The rigidity of a scene observed by a camera is often the fundamental assumption used to infer 3-D information automatically from the images taken by that camera. However, a video sequence of a natural scene often contains objects that modify their topology (for instance, a smiling face or a beating heart) thus violating the rigidity assumption necessary to reconstruct the 3-D structure of the object. In this thesis, we address the challenging problem of recovering the 3-D model of a deforming object and the motion of the camera observing it purely from image sequences, when nothing is known in advance about the observed object, the internal parameters of the camera or its motion.

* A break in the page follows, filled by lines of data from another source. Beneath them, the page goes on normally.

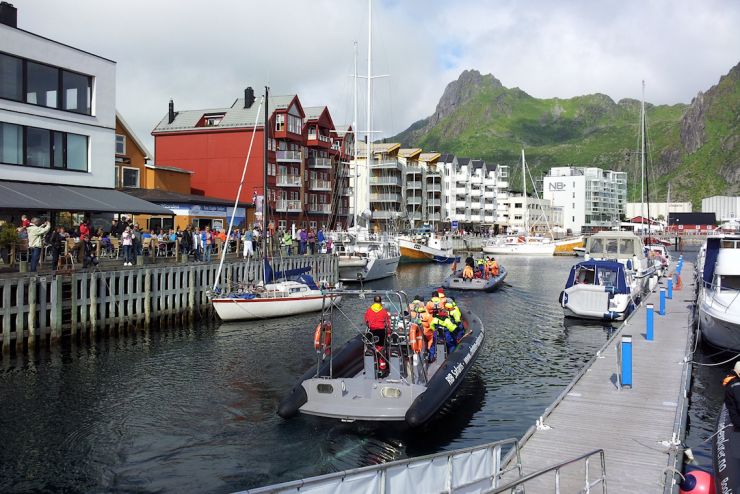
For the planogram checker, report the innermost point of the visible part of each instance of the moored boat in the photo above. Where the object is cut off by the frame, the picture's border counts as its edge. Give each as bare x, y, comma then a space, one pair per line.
348, 384
719, 293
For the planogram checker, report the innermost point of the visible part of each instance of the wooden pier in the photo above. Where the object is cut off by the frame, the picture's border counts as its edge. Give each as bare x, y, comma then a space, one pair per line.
639, 428
39, 310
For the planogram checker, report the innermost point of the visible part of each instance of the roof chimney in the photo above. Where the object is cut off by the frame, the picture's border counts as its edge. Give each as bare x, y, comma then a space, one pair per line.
248, 97
172, 112
8, 14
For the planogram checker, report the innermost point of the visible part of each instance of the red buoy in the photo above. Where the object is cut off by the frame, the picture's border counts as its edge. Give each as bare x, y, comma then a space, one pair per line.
697, 482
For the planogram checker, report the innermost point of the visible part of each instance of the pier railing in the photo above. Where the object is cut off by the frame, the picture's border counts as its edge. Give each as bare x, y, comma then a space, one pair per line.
469, 470
42, 308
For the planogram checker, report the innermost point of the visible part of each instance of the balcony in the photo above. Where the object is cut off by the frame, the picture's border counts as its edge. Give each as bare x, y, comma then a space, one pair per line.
319, 163
385, 181
290, 156
319, 208
324, 185
289, 206
385, 197
288, 180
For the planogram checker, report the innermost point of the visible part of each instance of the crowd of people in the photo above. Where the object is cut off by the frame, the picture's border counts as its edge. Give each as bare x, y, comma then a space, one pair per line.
438, 317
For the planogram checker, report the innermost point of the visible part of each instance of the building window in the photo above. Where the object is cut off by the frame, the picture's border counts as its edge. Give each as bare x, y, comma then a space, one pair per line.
130, 177
11, 77
120, 144
11, 144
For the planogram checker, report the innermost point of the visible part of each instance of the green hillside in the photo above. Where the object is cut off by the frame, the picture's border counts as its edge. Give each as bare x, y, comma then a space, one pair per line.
693, 147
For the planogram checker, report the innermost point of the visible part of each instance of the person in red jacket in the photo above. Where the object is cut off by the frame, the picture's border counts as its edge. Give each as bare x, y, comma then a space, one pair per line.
379, 323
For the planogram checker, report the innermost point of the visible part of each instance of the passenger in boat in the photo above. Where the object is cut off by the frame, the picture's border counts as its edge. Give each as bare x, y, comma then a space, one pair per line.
443, 322
732, 395
379, 323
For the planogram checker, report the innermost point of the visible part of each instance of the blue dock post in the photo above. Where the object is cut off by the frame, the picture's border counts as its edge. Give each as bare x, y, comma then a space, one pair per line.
662, 302
625, 363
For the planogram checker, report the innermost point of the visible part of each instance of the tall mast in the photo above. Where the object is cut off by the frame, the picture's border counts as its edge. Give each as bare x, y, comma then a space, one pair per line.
265, 201
524, 196
368, 152
642, 156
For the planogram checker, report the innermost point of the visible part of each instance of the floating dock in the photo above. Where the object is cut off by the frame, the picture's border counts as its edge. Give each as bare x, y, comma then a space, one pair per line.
640, 428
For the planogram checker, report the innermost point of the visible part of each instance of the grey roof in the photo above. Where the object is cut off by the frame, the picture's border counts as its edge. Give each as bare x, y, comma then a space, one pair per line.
168, 197
48, 197
235, 116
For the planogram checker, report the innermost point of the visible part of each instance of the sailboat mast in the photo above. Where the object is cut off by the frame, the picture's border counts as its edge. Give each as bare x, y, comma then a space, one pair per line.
524, 197
354, 150
642, 155
265, 201
368, 151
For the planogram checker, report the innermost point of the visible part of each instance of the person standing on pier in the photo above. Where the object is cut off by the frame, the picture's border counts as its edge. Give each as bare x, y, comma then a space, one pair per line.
732, 395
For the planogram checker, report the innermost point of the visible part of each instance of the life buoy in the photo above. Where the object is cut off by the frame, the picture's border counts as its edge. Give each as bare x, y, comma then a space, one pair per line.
415, 338
324, 328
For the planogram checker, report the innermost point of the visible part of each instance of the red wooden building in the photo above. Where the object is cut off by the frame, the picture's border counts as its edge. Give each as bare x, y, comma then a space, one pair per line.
302, 166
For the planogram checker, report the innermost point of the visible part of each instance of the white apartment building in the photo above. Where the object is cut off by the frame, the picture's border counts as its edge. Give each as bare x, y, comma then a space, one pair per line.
633, 209
57, 127
591, 198
724, 208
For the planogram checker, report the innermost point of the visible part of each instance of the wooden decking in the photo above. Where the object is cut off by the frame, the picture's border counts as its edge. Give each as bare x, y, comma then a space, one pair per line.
634, 426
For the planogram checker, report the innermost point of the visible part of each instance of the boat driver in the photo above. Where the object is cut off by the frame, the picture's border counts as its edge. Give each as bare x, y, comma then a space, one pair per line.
379, 323
732, 395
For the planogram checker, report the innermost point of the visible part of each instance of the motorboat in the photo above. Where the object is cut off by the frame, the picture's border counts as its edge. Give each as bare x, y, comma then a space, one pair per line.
285, 294
347, 385
478, 283
719, 293
601, 290
365, 256
627, 249
426, 247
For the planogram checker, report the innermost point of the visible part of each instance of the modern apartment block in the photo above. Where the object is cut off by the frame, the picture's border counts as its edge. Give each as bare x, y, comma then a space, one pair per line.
592, 199
308, 159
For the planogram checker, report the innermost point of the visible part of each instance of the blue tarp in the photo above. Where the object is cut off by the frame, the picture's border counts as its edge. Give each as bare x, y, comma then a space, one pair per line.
608, 273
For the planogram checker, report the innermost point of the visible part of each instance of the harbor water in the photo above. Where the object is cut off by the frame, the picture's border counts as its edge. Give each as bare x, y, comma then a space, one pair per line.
194, 409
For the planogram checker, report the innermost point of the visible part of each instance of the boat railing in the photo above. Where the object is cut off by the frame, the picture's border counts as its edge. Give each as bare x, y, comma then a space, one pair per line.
471, 469
516, 485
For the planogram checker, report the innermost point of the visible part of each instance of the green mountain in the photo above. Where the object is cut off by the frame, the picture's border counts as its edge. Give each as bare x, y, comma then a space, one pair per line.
695, 148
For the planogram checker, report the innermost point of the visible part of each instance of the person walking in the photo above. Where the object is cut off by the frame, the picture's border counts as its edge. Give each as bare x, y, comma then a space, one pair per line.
36, 232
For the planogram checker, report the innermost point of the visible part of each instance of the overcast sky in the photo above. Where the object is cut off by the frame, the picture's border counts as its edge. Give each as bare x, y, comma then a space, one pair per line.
204, 53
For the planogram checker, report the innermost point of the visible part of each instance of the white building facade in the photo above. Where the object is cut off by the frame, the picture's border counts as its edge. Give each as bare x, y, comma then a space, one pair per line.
591, 199
725, 208
57, 112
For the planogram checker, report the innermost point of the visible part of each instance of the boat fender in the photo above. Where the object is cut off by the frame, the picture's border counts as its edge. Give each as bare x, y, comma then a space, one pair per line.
697, 481
322, 329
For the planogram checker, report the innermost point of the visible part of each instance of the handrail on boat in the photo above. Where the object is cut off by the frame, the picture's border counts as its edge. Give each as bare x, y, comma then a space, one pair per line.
512, 486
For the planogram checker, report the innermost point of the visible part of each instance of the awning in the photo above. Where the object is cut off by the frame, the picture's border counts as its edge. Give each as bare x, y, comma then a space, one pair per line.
25, 196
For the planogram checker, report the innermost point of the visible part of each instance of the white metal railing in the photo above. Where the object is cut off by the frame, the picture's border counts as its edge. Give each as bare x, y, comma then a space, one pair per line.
587, 485
288, 205
319, 162
288, 180
289, 156
465, 470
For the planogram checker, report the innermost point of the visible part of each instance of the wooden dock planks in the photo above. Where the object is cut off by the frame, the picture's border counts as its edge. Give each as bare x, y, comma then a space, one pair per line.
634, 426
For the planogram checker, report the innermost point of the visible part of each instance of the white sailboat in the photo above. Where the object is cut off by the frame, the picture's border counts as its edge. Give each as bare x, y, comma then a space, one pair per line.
279, 294
365, 256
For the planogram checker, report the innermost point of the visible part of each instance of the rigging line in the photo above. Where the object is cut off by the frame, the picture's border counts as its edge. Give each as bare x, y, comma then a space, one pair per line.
238, 194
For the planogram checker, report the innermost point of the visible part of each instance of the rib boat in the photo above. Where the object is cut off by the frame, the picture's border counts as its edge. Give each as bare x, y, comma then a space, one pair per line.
346, 385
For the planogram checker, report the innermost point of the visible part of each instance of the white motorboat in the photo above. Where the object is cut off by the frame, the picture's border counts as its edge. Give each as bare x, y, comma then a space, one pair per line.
719, 293
602, 290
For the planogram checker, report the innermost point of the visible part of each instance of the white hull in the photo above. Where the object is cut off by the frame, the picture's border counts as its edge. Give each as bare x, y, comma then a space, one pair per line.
524, 249
373, 269
237, 309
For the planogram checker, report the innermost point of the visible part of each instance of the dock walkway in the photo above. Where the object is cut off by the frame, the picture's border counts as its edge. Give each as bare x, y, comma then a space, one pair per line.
637, 427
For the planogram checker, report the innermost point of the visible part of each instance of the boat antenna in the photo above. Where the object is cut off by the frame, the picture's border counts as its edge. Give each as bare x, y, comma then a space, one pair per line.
265, 202
238, 195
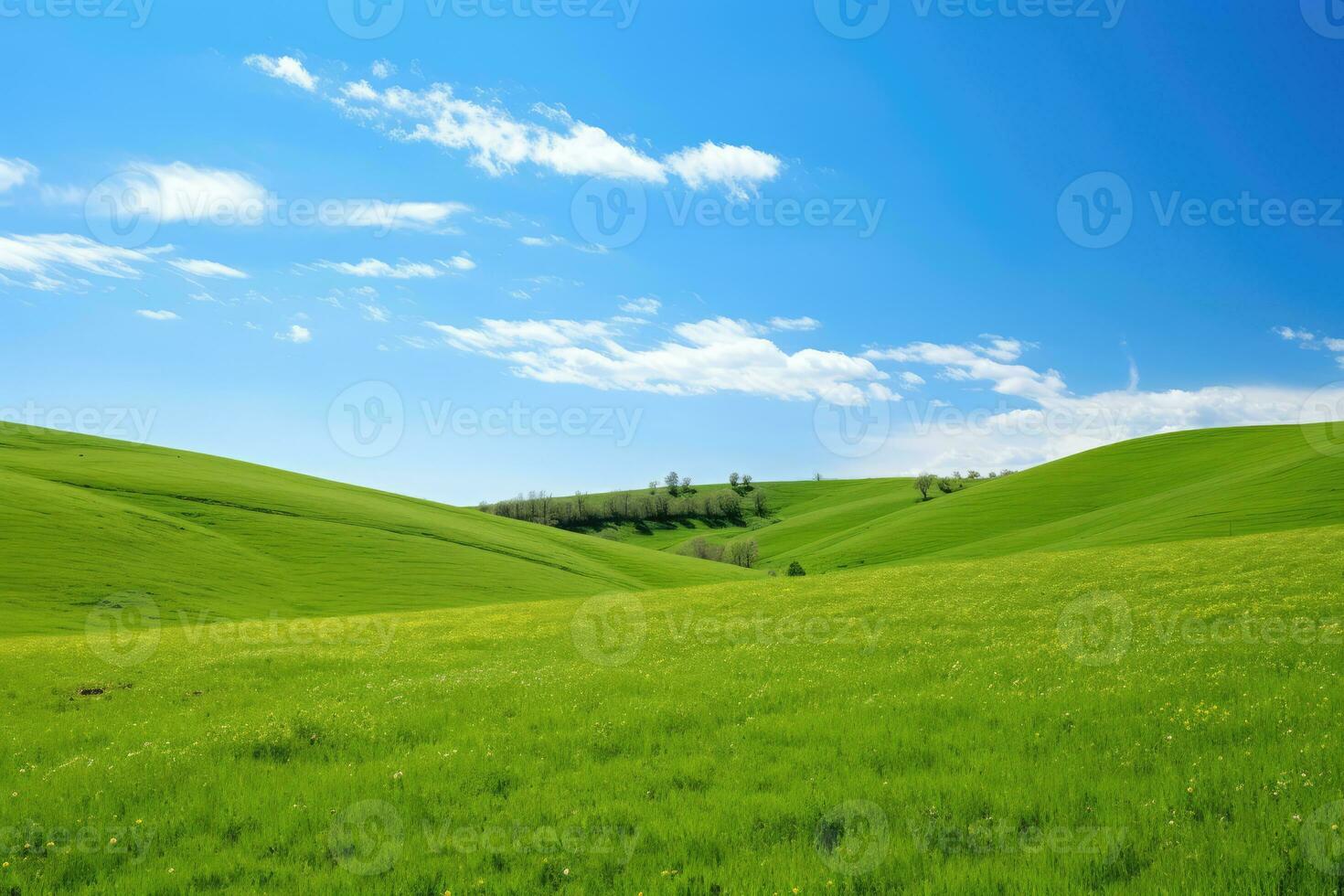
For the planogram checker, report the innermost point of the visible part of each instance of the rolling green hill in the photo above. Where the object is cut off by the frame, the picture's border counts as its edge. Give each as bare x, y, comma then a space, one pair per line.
821, 508
89, 521
1156, 719
1181, 485
1164, 488
1070, 680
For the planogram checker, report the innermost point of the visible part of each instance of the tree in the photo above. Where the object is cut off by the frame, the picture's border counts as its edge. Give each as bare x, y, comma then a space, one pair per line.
925, 483
743, 554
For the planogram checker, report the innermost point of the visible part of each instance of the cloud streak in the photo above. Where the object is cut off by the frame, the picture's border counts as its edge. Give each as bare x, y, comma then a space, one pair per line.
500, 143
717, 355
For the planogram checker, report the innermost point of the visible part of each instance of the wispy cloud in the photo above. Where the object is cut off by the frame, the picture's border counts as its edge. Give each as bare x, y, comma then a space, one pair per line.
717, 355
795, 323
285, 69
374, 268
51, 262
199, 268
1038, 418
1313, 343
500, 142
297, 335
15, 172
645, 305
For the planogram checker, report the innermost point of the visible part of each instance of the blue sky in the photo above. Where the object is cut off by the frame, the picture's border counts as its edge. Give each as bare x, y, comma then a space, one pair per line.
984, 235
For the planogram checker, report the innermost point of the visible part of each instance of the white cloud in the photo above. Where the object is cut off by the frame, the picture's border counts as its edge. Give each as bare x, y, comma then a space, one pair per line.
15, 172
286, 69
546, 242
706, 357
380, 269
297, 335
1313, 343
740, 169
645, 305
500, 143
51, 262
179, 191
795, 324
1295, 336
197, 268
375, 212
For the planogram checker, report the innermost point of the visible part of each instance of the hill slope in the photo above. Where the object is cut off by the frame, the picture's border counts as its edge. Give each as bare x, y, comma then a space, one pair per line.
1136, 719
86, 521
1164, 488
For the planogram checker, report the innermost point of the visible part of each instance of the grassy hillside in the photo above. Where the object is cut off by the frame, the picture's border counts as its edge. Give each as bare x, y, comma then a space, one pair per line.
795, 511
1183, 485
89, 523
1149, 719
1180, 485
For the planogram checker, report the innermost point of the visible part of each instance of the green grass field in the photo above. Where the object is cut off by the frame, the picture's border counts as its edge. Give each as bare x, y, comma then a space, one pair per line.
1184, 485
1054, 683
91, 521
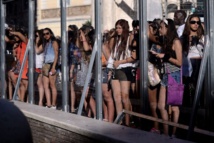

Previous solutions to this non-rigid structure from motion problem have either provided approximate solutions using linear approaches to a problem that is intrinsically non-linear or required strong assumptions about the nature of the 3-D deformations. In this thesis, we propose a non-linear framework based on bundle adjustment to estimate model and camera parameters. We then upgrade the proposed framework to deal with the case of a stereo camera setup. We show that when the deforming object is not performing a significant overall rigid motion a monocular approach leads to poor reconstructions, and only by fusing the information from both cameras can the correct 3-D shape be extracted. However, the problem of 3-D reconstruction of deformable objects is still fundamentally ambiguous: given a specific camera motion, different non-rigid shapes can be found that fit the observed 2-D image data. In order to reduce this effect, we introduce shape priors based on the observation that often not all the points on a deforming object are moving non-rigidly but some tend to lie on rigid parts of the structure. First, we propose motion segmentation algorithms to divide the scene automatically into the rigid and non-rigid point sets. Secondly, we use this information to provide priors on the degree of deformability of each point. Crucially all the above methods only work under the assumption of orthographic viewing conditions. Perhaps the most valuable contribution of this thesis is to provide a new algorithm to obtain metric reconstructions of deformable objects observed by a perspective camera.